The Call of the Wild (Hollywood Records)
Not happy with the young Han Solo, John Powell also took on the old Harrison Ford vehicle The call of the wildand it was a great return to the elevated melodies of the How To Train Your Dragon series. Powell’s talents lie in giving hearts to great adventures like this, with the soaring choral sections instilling a sense of nature with their ethereal manifestations and use of the banjo and piano evoking a sense of americana. What makes it over the top is the way these strands tie together as they go through all sorts of virtuoso action set pieces, which shows how Powell makes this a truly memorable musical escapade.
Rest with Horses (Invada Records)
The best films about violence and indeed violent men use the violence not as a thrill but as commentary, and you will find that these films often have opposing results to those that do, such as the mind-numbing action pictures repetitive low-end bashes instead of music. Ben “Blanck Mass” Power‘s Rest with horses (known in the US as The Shadow of Violence) is one of them that offers a meditation on the life of a petty enforcer and the consequences of choosing a side between his employer and his family with a deeply introspective electronic score highlighting the danger with the feeling of digital quicksand whirling around in elongated drones and holding you tight, pulling you in. Sometimes it’s presumptuous and foreboding, as if your head is so full of steam that it can explode, and with others it’s ready soothes that with beauty and tenderness, resulting in an emotional release that in its simplicity makes you cry.
Color from Space (Milan Records)
After becoming one of the composers du jour for the horror genre after Hereditary, Colin StetsonScore for the HP Lovecraft story Color from the room is downright fascinating work that encompasses the underlying sense of fear that invariably invades Lovecraft’s material.
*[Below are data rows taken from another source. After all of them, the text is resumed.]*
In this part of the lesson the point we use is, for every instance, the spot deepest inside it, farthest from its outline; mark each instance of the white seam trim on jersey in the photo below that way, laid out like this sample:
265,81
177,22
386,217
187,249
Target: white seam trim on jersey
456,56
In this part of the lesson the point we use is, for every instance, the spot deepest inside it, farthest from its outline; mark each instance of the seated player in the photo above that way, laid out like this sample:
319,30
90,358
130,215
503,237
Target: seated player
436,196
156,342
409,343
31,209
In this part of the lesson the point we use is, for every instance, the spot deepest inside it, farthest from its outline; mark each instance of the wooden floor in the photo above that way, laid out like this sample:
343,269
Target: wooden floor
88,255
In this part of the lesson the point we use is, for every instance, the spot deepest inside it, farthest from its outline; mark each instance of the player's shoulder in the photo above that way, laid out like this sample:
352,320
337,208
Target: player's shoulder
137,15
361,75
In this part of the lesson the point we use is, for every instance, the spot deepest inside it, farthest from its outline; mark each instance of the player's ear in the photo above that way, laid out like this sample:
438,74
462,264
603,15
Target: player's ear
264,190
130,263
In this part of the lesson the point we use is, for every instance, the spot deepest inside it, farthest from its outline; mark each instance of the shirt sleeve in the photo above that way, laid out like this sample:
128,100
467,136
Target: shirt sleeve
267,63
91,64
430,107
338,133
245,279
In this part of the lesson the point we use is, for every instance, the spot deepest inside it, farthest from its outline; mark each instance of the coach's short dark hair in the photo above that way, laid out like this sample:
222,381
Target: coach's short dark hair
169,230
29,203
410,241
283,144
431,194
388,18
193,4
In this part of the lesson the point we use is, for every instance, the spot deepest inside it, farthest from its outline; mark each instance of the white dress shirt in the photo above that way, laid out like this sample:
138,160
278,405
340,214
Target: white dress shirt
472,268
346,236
At first, Stetson’s music feels innocent enough, but soon it begins to take on an unknown presence that, true to Lovecraft, draws us screaming into the gaping throat of cosmic horror while hair-raising synth lines like Tron’s motorcycles whiz brass instruments sound like this, as if they were being tortured existentially. There is something majestic about what Stetson created that advances Lovecraft’s themes of the insignificance of mankind, and something even bolder about taking all of that and crushing it in a sonic meat grinder.